Follow the money: Scotland funds a brain gain

17 Jun 2009 | News
The Scottish Institute for Cell Signalling, established in October 2008 with a £10 million grant, has made its first scientific appointments.


The Scottish Institute for Cell Signalling, established in October 2008 with a £10 million grant from the Scottish Government and based at the University of Dundee, has made its first scientific appointments, with leading researchers recruited from Europe and North America.

The first three team leaders at the Institute, which is led by Philip Cohen, are Thimo Kurz, who is relocating to Dundee from ETH Zurich, Switzerland; Dr Arno Alpi, from the MRC Laboratory for Molecular Biology in Cambridge, UK; and Gabriela

Alexandru, who will come from the California Institute of Technology (Caltech), in Pasadena.

Cohen said, “My top three candidates have all accepted offers to join this exciting new venture, despite receiving several other attractive counter-offers from other leading research institutes around the world.”

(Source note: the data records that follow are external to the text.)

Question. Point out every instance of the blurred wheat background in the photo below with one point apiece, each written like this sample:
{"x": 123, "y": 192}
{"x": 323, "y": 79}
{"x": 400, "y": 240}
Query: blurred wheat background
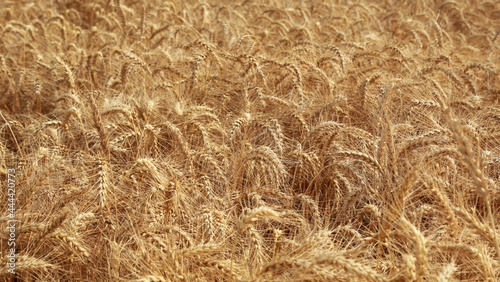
{"x": 252, "y": 140}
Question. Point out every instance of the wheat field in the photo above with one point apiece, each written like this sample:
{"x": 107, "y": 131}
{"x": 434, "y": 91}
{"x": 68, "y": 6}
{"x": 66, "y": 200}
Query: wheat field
{"x": 256, "y": 140}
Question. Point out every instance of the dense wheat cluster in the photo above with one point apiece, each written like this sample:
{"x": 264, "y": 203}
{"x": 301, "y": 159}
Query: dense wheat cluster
{"x": 251, "y": 140}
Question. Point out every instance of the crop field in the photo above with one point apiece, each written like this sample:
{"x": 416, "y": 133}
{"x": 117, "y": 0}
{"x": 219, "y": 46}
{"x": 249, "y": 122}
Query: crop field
{"x": 250, "y": 140}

The £10 million grant is being used to set up a Protein Ubiquitylation Unit, with the aim of creating a critical mass of leading researchers in the field, an area which Scotland is betting on to become a future focus of drug discovery for the pharmaceutical industry. The aim is to attract inward investment by the pharma and biotech industry to capitalise on the ubiquitin research.

Ubiquitin, which regulates multiple cellular control mechanisms has been singled out by Scotland’s technology prospecting body, ITI Life Sciences, as a rich source of future drug targets. It set up the Scottish Institute for Cell Signalling in October 2008.